In 1976, astrophysicist Mike Disney predicted there should be a large population of previously undetected very faint galaxies, some being dark galaxies that did not form stars.  All but one dark galaxy claim have so far been proven incorrect; a possible find in the Virgo cluster still a hot topic.

Ms Doyle spent two-and-a-half years searching radio data obtained by CSIRO’s Parkes radio telescope and cross-checking it with optical data from the Anglo-Australian Observatory’s UK Schmidt Telescope (AAT) at Siding Spring Observatory in New South Wales.  The radio data from the HIPASS catalogue revealed clouds of hydrogen in space, while the optical data from the SuperCOSMOS surveys and 6dF Galaxy Survey showed the positions of the galaxies that had formed stars.

“All the hydrogen clouds seem to be associated with galaxies that have stars,” Ms Doyle said.

Testing theories about another dark space issue will be easier for UQ astrophysics researchers who have received a 220-night allocation worth $4.4 million from the AAT to study dark energy.

The project will involve the largest-ever galaxy survey undertaken by telescope and will measure some 400,000 distant galaxies.

Project leader Associate Professor Michael Drinkwater said the technology at the AAT would put Australian research well ahead of international competition.

“Dark energy is a mysterious force which is causing the expansion of the Universe to accelerate.
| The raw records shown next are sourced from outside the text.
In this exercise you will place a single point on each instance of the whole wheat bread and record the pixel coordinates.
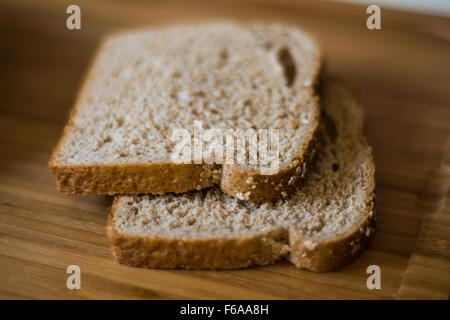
(145, 84)
(322, 226)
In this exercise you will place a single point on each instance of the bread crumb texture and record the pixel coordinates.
(148, 83)
(334, 200)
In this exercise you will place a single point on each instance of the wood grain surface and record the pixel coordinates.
(401, 74)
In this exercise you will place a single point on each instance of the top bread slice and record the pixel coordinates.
(322, 226)
(146, 84)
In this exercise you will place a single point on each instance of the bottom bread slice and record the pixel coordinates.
(321, 227)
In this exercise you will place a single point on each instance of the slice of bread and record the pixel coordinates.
(146, 84)
(322, 226)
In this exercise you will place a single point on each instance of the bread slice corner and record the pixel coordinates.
(321, 227)
(143, 84)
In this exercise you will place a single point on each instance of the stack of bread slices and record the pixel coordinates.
(315, 207)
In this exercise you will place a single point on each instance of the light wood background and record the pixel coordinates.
(401, 74)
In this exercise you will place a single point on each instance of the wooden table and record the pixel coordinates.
(401, 74)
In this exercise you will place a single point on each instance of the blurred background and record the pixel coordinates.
(401, 74)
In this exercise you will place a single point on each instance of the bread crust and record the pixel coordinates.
(319, 254)
(202, 253)
(159, 178)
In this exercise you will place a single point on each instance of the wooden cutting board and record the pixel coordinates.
(401, 74)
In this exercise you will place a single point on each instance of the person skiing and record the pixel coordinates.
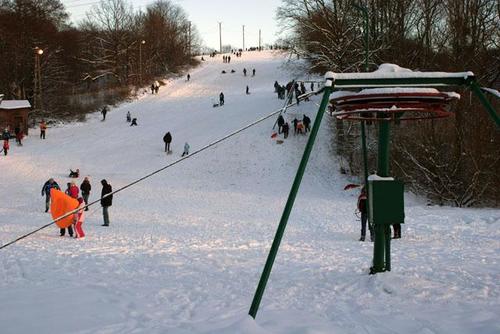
(106, 201)
(362, 207)
(85, 187)
(307, 123)
(46, 191)
(104, 111)
(43, 128)
(286, 127)
(167, 139)
(221, 99)
(78, 219)
(186, 149)
(281, 121)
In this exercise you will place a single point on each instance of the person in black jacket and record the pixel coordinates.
(85, 187)
(107, 201)
(281, 122)
(167, 139)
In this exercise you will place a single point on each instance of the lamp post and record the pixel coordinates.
(37, 98)
(140, 61)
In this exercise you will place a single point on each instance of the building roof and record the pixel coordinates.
(14, 104)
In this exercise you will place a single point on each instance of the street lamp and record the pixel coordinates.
(140, 61)
(37, 99)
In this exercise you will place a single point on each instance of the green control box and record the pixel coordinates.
(386, 201)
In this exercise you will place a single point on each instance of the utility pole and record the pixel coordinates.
(220, 38)
(260, 48)
(189, 39)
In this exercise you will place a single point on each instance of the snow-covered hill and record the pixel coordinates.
(186, 248)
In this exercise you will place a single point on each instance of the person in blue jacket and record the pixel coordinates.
(46, 191)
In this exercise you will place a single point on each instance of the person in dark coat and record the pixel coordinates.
(281, 122)
(107, 201)
(104, 111)
(85, 187)
(295, 123)
(221, 99)
(46, 191)
(307, 123)
(286, 127)
(362, 207)
(167, 139)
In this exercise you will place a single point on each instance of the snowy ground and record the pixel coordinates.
(186, 248)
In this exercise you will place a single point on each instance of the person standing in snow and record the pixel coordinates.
(106, 201)
(286, 128)
(167, 139)
(281, 122)
(85, 187)
(43, 128)
(221, 99)
(46, 191)
(362, 207)
(104, 111)
(186, 149)
(307, 123)
(78, 219)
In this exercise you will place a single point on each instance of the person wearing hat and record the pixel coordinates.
(106, 201)
(46, 191)
(85, 187)
(78, 219)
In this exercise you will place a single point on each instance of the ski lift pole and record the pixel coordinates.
(291, 198)
(487, 105)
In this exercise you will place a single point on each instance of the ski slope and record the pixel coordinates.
(185, 248)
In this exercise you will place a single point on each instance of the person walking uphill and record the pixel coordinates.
(46, 191)
(85, 187)
(167, 139)
(107, 201)
(43, 128)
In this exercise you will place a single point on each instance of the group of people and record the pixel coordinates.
(167, 139)
(299, 126)
(290, 89)
(73, 191)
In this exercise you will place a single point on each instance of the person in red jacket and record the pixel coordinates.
(78, 219)
(362, 207)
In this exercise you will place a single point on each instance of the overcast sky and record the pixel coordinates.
(205, 15)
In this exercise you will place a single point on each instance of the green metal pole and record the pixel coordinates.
(380, 246)
(289, 204)
(489, 108)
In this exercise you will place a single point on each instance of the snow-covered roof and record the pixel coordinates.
(14, 104)
(393, 71)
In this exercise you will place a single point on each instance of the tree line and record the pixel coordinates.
(94, 62)
(452, 161)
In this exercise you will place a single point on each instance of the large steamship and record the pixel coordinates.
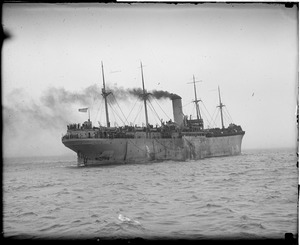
(181, 139)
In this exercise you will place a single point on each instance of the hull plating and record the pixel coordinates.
(108, 151)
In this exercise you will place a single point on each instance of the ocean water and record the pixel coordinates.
(253, 195)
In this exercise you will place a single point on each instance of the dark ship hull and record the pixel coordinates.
(180, 140)
(138, 150)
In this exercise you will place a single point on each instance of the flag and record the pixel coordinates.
(83, 109)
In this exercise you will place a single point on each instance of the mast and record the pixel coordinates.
(145, 101)
(105, 94)
(196, 100)
(221, 105)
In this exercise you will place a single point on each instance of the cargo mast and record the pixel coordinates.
(105, 94)
(145, 102)
(221, 106)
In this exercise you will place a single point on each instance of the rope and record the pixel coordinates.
(120, 110)
(153, 110)
(161, 109)
(132, 109)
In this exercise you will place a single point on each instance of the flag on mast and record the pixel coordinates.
(83, 109)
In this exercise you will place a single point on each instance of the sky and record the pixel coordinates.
(51, 67)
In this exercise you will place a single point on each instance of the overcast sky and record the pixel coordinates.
(52, 66)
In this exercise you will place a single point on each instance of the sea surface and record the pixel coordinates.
(253, 195)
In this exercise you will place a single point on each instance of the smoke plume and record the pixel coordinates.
(57, 107)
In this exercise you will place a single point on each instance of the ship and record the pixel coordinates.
(181, 139)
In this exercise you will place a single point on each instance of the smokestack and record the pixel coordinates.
(177, 109)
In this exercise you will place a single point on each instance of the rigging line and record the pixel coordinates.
(229, 114)
(141, 106)
(99, 108)
(132, 109)
(161, 108)
(153, 110)
(217, 115)
(120, 109)
(214, 115)
(207, 113)
(188, 104)
(115, 112)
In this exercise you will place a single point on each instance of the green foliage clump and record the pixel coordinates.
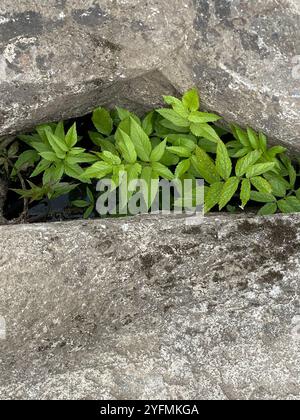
(177, 142)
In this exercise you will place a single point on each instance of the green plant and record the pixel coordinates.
(88, 204)
(52, 191)
(175, 143)
(58, 154)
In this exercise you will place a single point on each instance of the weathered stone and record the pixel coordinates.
(151, 308)
(63, 58)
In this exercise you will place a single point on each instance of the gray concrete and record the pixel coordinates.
(62, 58)
(151, 308)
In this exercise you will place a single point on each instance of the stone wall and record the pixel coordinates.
(151, 308)
(62, 58)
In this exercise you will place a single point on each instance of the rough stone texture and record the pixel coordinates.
(62, 58)
(151, 308)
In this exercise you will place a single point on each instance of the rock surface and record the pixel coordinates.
(63, 58)
(151, 308)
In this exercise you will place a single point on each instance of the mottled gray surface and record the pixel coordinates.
(151, 308)
(62, 58)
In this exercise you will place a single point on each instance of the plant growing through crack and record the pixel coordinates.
(174, 143)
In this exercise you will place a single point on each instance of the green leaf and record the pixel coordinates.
(88, 212)
(245, 192)
(261, 184)
(268, 209)
(294, 202)
(229, 189)
(71, 137)
(124, 114)
(276, 150)
(25, 160)
(241, 136)
(90, 195)
(148, 123)
(263, 142)
(279, 184)
(170, 127)
(102, 121)
(262, 198)
(286, 206)
(246, 162)
(140, 140)
(41, 167)
(259, 169)
(171, 100)
(126, 147)
(173, 117)
(181, 141)
(191, 100)
(60, 130)
(182, 168)
(203, 117)
(205, 166)
(162, 171)
(13, 150)
(42, 131)
(223, 162)
(99, 170)
(212, 196)
(133, 172)
(58, 146)
(80, 203)
(152, 183)
(253, 138)
(158, 152)
(179, 151)
(206, 131)
(208, 146)
(169, 159)
(241, 152)
(62, 188)
(73, 171)
(110, 158)
(50, 156)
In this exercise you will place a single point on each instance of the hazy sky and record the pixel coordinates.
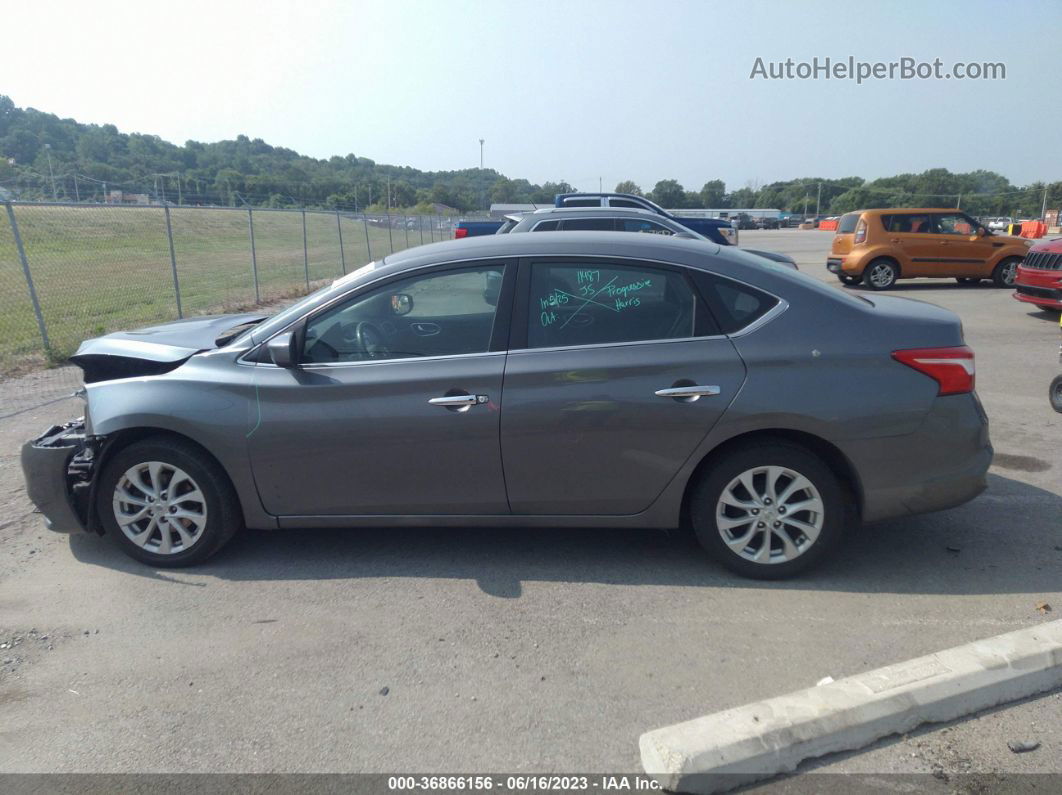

Its nature is completely unknown and it may require new laws of physics to be written,” Dr Drinkwater said.

Dr Drinkwater will work with fellow researchers Dr Kevin Pimbblet and Russell Jurek from UQ Physics.

Dr Pimbblet, an astrophysicist with UQ’s School of Physical Sciences, has also been investigating the edges of the Universe.  He has just finished a decade-long project cataloguing clusters of galaxies stretching to almost three billion light years away.  Dr Pimbblet was also looking at the biggest structures in the Universe.

“These are some of the largest structures you will find, with the distance from the core to the edge of the clusters reaching up to 10 megaparsecs, or 32.6 million light years,” he said.

Dr Pimbblet said apart from cataloguing galaxy clusters in the southern hemisphere for the first time, his work is also helping increase understanding of how the Universe evolved.